The digital divide we feared two decades ago is morphing into a linguistic divide. Hindi and Bengali are the fifth and sixth most spoken languages in the world. Tamil, Telugu, Marathi, and Urdu also have their own speaker bases. But when users attempt to interact with AI tools in these languages, the experience is often clunky.
While some AI models now support Indian languages, the interaction is far from seamless. The rhythm, intuition, and contextual fluency that English speakers take for granted are absent. In contrast, when users type in English, AI seems to understand them effortlessly. The result? Millions of Indians who could benefit from AI — students, farmers, entrepreneurs, homemakers — might simply find the interface too foreign, frustrating, or alienating. This is not just a usability problem; it’s an equity crisis in the making.

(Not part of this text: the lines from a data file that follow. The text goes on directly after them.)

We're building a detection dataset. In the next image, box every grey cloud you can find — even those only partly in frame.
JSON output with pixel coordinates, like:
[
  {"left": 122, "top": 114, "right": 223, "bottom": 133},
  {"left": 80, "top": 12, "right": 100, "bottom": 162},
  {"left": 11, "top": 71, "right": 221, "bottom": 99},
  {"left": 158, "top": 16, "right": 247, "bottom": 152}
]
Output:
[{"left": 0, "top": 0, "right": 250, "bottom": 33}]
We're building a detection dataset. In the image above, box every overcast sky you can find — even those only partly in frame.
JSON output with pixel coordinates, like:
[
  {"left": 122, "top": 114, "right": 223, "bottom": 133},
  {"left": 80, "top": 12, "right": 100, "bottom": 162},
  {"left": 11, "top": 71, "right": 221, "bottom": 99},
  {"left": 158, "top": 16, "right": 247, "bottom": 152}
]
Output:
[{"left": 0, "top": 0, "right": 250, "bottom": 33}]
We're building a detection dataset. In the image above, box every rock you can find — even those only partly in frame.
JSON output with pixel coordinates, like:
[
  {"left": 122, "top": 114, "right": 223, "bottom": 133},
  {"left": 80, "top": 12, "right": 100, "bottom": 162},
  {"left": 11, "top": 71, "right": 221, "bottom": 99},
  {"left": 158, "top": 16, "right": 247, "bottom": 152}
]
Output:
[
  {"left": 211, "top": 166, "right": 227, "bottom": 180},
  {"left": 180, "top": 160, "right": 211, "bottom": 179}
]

What makes this more concerning is that it’s entirely preventable. India has the talent, the tech infrastructure, and the data to build AI models that can understand and respond fluently in Indian languages. We have seen promising efforts. The National Language Translation Mission aims to harness AI and Natural Language Processing to make public digital content available in all major Indian languages. Its flagship platform, Bhashini, aspires to bridge the linguistic chasm by enabling real-time translation. But for this to succeed, it needs more than policy ambition — it needs deep research, public-private collaboration, and sustained investment in open datasets and regional language corpora. Equally important is the role of India’s tech ecosystem. There are startups working on vernacular AI. However, these efforts remain scattered without serious institutional backing.

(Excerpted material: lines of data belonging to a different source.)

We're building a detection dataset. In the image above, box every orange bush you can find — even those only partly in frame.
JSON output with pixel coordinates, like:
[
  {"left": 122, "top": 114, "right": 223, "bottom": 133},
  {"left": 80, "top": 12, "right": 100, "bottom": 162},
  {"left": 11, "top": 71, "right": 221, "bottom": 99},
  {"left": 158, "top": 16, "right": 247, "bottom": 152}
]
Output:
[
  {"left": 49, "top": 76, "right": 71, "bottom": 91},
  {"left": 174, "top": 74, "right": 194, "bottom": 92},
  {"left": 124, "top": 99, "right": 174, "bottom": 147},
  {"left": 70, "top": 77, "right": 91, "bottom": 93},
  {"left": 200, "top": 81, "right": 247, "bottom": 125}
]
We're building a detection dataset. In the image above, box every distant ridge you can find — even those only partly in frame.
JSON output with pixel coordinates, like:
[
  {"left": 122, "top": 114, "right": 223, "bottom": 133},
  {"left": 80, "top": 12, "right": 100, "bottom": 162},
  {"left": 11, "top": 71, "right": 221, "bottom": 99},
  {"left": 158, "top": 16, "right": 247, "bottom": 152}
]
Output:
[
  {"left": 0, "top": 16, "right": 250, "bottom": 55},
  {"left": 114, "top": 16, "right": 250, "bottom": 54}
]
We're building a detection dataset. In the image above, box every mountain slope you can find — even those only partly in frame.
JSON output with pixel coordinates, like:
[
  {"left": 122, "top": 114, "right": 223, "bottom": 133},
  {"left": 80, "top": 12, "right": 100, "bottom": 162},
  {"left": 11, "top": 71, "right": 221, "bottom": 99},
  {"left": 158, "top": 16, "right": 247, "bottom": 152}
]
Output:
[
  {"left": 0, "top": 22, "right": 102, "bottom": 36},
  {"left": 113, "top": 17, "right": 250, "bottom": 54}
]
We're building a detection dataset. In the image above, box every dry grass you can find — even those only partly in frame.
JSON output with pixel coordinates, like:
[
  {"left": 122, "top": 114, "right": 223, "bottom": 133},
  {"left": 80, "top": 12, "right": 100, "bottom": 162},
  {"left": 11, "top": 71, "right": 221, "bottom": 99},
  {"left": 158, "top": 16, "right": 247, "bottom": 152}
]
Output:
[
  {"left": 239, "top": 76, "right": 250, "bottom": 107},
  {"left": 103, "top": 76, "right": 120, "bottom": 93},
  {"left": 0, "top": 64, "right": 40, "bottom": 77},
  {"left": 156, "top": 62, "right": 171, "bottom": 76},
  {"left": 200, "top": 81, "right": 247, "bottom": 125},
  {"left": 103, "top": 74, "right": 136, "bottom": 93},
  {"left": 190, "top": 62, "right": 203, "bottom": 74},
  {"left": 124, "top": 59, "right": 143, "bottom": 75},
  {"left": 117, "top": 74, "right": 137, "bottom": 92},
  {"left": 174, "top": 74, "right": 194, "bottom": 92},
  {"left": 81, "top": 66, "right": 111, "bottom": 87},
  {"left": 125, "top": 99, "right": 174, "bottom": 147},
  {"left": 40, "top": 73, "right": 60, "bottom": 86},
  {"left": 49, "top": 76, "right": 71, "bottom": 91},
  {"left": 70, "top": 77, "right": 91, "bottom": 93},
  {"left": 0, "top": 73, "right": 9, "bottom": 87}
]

For real inclusion, we need foundational language models that are trained in Indian languages. There must also be AI literacy in regional languages.
This isn’t just a rural issue. Even in urban areas, many students and young professionals from vernacular-medium schools and colleges find English to be a barrier to AI use, hindering their skills, creativity, and curiosity.
This is not India’s challenge alone; Bangladesh, Nigeria, and Indonesia face similar exclusion.